Ober was educated at the University of Minnesota and the University of Michigan.
He was a professor of ancient history at Montana State University, and then at Princeton University.
He has received fellowships from the American Council of Learned Societies, the National Endowment for the Humanities, and the Center for Advanced Study in the Behavioral Science.
He delivered the 2002-2003 Sigmund H. Danziger, Jr. Memorial Lecture in the Humanities at the University of Chicago and the 2019 Sather Lectures University of California, Berkeley.

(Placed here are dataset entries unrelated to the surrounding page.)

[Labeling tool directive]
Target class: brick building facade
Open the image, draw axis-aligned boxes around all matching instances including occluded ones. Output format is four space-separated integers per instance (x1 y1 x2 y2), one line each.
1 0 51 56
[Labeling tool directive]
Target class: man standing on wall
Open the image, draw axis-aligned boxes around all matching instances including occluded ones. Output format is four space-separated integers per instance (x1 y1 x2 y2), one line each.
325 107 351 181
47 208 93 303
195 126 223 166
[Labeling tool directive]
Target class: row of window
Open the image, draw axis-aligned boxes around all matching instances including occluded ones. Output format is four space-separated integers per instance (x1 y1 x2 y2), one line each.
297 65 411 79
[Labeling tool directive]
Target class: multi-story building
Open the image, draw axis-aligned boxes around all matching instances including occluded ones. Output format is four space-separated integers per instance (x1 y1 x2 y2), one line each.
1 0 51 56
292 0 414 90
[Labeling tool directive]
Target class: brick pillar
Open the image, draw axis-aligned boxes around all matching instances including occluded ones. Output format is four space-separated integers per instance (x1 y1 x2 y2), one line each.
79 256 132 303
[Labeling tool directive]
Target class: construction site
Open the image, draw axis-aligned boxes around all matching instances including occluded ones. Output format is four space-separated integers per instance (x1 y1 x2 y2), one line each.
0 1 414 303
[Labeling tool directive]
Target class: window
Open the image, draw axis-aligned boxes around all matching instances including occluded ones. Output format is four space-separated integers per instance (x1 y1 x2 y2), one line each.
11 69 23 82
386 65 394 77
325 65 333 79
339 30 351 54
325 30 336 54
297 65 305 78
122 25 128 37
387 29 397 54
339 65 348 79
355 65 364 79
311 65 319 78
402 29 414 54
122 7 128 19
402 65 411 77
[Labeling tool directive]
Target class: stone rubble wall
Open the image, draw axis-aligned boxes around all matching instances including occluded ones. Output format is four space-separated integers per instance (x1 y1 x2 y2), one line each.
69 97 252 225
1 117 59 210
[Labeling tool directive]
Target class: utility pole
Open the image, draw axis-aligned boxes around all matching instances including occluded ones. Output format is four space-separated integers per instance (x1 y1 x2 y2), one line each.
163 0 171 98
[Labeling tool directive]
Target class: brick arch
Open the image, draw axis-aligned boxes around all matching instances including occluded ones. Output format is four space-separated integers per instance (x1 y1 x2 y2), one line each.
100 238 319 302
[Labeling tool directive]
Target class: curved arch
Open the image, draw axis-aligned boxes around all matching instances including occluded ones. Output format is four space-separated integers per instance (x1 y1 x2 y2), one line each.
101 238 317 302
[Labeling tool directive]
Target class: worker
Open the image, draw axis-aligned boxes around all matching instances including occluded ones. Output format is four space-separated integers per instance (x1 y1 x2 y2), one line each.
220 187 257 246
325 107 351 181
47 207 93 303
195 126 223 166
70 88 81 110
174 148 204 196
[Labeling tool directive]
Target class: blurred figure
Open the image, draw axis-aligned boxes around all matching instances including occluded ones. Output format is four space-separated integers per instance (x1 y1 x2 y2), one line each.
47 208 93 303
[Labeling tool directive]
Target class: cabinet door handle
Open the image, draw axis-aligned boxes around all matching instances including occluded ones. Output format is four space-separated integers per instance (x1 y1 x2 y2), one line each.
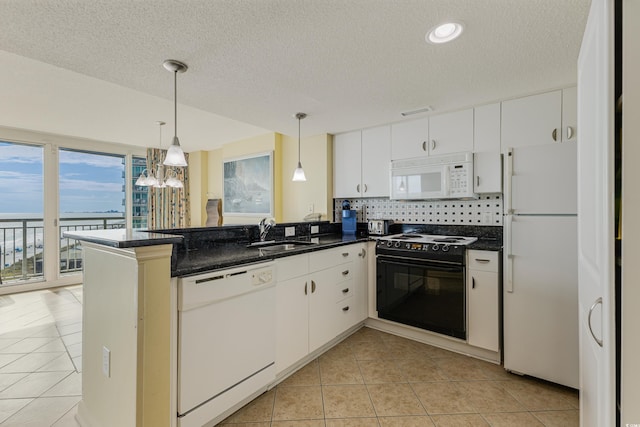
567 126 574 139
587 297 602 347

Ober was a student of Chester Starr, and has taught classicist John Ma, ancient Greek historian Emily Mackil, and the political theorist Ryan Balot.

Influence

Ober's Mass and Elite in Democratic Athens won the Goodwin Award in 1989. Some early work was criticized by Mogens Herman Hansen for overemphasizing the ideological aspect of Athenian democracy against its institutional dimension, and P.J. Rhodes accused him of abandoning scholarly impartiality in favour of democratic advocacy. In a review of The Rise and Fall of Classical Greece for New Left Review, Peter Rose concluded that Ober had produced “an eccentric, at times intriguing, but deeply flawed work of history, which ultimately tells us more about the ideology of the Stanford classics department than it does about ancient Greece”.
Paul Cartledge called Mass and Elite in Democratic Athens “a seminal work”. Jennifer Roberts called Political Dissent in Democratic Athens “a major contribution to a dialogue of enormous import”. Melissa Lane wrote: "Ober draws on empirical evidence about the ancient world in the service of normative political theory, and in so doing sheds light not just on Athens but on the creation and operation of democratic institutions."
Danielle Allen praised Ober's "Democracy and Knowledge' in The New Republic. Mimis Chrysomalis's review of The Rise and Fall of Classical Greece CritCom states that in this “significant resource for scholars of classical antiquity, political science, and economic history” Ober “offers a novel perspective on how economic performance was connected to... democratic institutions.”
Adriaan Lanni's review praised Rise and Fall as part of the “exciting recent developments” in the 'Stanford school of ancient history' and judged Ober's arguments an “unusually compelling compilation of methods, data and argument in support of a broad thesis.” Barton Swaim called Demopolis: Democracy Before Liberalism a “tightly reasoned work of scholarship” in his Wall Street Journal review.